I enjoy feeling competent. I think that I get the biggest kick out of life when I'm able to perform some relatively complex task ably and well.

Being at the American Academy of Religion conference sometimes scratches my competence itch. I generally know what people are talking about at the sessions I attend, something I could not have asserted reliably a decade ago. I have gotten plenty of positive feedback about my leadership and administrative capabilities since I joined the board of directors, and that makes me get the competence buzz when I negotiate some complex issue or contribute to the governance conversation.

Yesterday morning I began the day with a call to Delta reservations because my connection heading home via Cincinnati was a little too tight for comfort, given the need to clear customs and immigrations before boarding the next flight.

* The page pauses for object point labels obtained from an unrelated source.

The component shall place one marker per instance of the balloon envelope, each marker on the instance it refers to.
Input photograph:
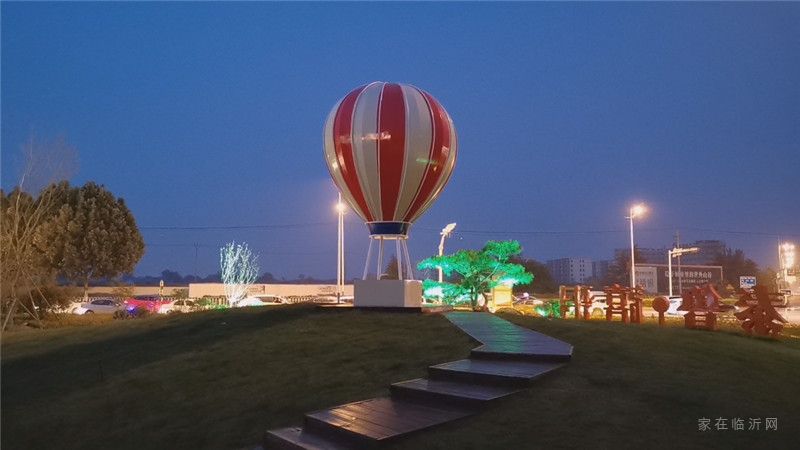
(390, 149)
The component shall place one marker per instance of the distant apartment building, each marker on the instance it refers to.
(570, 270)
(600, 271)
(708, 252)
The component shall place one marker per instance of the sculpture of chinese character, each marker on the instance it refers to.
(701, 304)
(760, 316)
(577, 296)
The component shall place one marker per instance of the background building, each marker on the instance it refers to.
(709, 251)
(570, 270)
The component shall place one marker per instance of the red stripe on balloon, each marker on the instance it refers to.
(391, 147)
(343, 143)
(440, 150)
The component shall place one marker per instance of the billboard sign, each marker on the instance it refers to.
(690, 276)
(747, 282)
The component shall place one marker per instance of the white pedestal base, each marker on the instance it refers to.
(387, 294)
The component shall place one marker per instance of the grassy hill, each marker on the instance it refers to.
(218, 379)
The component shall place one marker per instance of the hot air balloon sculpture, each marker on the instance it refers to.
(390, 149)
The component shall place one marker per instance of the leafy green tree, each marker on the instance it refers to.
(479, 270)
(93, 235)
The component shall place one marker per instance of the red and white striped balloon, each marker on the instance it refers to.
(390, 149)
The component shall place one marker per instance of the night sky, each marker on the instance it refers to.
(210, 115)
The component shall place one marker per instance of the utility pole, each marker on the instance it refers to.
(680, 273)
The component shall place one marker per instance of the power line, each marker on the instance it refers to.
(621, 230)
(238, 227)
(473, 231)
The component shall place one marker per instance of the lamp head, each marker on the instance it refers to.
(638, 210)
(448, 229)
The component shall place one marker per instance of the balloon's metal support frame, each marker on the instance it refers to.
(404, 269)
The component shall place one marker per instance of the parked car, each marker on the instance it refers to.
(98, 306)
(151, 303)
(527, 299)
(674, 303)
(262, 300)
(178, 306)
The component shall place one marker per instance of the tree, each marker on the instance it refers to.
(24, 271)
(239, 269)
(543, 280)
(93, 235)
(480, 270)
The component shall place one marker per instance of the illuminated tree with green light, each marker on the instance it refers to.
(238, 270)
(479, 270)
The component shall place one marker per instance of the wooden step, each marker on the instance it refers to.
(504, 340)
(380, 419)
(503, 372)
(451, 392)
(523, 351)
(299, 438)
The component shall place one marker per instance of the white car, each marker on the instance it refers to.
(674, 303)
(98, 306)
(178, 306)
(261, 300)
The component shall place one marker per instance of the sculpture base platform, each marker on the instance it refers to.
(388, 294)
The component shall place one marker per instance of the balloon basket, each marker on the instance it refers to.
(377, 247)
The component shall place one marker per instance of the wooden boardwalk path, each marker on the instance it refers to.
(509, 358)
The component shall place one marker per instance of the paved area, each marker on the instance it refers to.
(509, 358)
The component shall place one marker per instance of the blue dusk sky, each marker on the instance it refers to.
(207, 119)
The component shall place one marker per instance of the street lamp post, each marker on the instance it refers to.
(445, 234)
(677, 251)
(340, 277)
(636, 210)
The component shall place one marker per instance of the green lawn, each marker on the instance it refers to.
(218, 379)
(212, 380)
(643, 387)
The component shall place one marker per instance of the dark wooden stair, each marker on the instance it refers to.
(469, 395)
(510, 358)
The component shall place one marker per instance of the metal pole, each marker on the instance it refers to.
(369, 257)
(669, 265)
(341, 245)
(441, 252)
(680, 271)
(633, 263)
(399, 259)
(408, 260)
(380, 257)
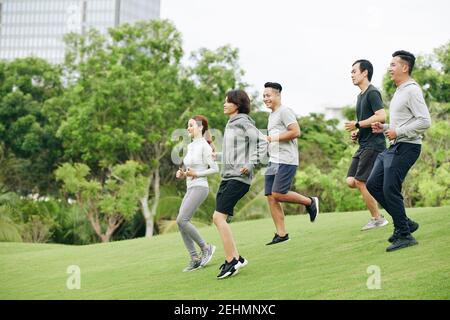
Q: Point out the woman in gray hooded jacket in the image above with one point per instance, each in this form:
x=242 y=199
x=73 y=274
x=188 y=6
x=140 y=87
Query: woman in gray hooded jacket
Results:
x=243 y=146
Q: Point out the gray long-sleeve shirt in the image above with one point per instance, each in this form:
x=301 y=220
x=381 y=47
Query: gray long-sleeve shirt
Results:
x=409 y=115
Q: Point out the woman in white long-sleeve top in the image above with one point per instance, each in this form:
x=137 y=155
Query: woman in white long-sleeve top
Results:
x=199 y=164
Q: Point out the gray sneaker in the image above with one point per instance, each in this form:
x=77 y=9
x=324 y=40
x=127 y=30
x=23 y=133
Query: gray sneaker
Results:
x=193 y=265
x=207 y=254
x=375 y=223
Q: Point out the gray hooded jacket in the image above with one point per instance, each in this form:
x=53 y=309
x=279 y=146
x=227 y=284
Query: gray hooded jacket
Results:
x=243 y=146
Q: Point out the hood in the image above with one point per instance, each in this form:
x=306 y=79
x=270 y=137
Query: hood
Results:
x=241 y=117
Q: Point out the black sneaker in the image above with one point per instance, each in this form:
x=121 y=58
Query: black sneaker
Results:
x=277 y=239
x=228 y=269
x=402 y=242
x=413 y=226
x=243 y=262
x=313 y=208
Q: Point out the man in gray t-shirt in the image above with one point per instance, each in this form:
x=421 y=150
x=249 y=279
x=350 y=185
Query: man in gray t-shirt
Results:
x=409 y=118
x=283 y=131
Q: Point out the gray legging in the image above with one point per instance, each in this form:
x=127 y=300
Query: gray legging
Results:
x=193 y=198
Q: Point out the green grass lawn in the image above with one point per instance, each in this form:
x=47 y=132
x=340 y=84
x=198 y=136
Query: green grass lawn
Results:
x=327 y=259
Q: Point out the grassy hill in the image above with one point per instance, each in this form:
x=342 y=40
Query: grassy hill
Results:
x=325 y=260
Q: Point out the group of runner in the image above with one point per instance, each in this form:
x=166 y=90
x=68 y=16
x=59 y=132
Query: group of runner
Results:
x=378 y=172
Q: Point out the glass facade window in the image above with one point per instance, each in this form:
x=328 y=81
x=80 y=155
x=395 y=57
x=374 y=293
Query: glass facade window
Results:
x=37 y=27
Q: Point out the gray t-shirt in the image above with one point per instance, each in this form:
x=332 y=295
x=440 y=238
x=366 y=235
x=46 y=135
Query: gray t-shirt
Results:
x=409 y=113
x=285 y=151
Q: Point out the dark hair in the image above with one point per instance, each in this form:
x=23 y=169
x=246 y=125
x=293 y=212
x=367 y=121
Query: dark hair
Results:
x=273 y=85
x=205 y=132
x=365 y=65
x=239 y=98
x=406 y=56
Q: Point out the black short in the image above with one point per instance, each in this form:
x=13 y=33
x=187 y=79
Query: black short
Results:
x=230 y=192
x=362 y=164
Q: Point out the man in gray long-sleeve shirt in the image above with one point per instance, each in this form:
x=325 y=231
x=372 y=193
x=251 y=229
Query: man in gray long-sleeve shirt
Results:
x=409 y=118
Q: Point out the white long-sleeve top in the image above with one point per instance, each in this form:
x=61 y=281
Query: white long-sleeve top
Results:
x=199 y=159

Before I knew it, I had a new itinerary with a more generous time allowance. Even though I didn't do anything but call a number and explain my problem, that made me feel like an adult who knew how to handle these kinds of situations.

And after a day riding the Metro, and a subsequent day walking back and forth from hotel to convention center to other hotel via both surface streets and the Montreal Underground City, I feel the glow of competence suffusing my being. I look like a Canadian, I flatter myself, in my chunky knit accessories and practical boots. And I walk with the purposeful stride of a native through the twists and turns of the shopping centers, subway stations, and building basements that comprise the underground labyrinth connecting the whole central city.

I suppose that reveals my implicit standard of competence: native fluency. In some ways I've spent my life trying to move from the outside looking in, to some reasonable approximation of the mannerisms, and some reasonable claim to the privileges of, the native. I'm just an animal looking for a home. And it gives me inordinate pleasure to be home, or to pass for someone who is at home, in a city, a school of thought, a discipline, a community.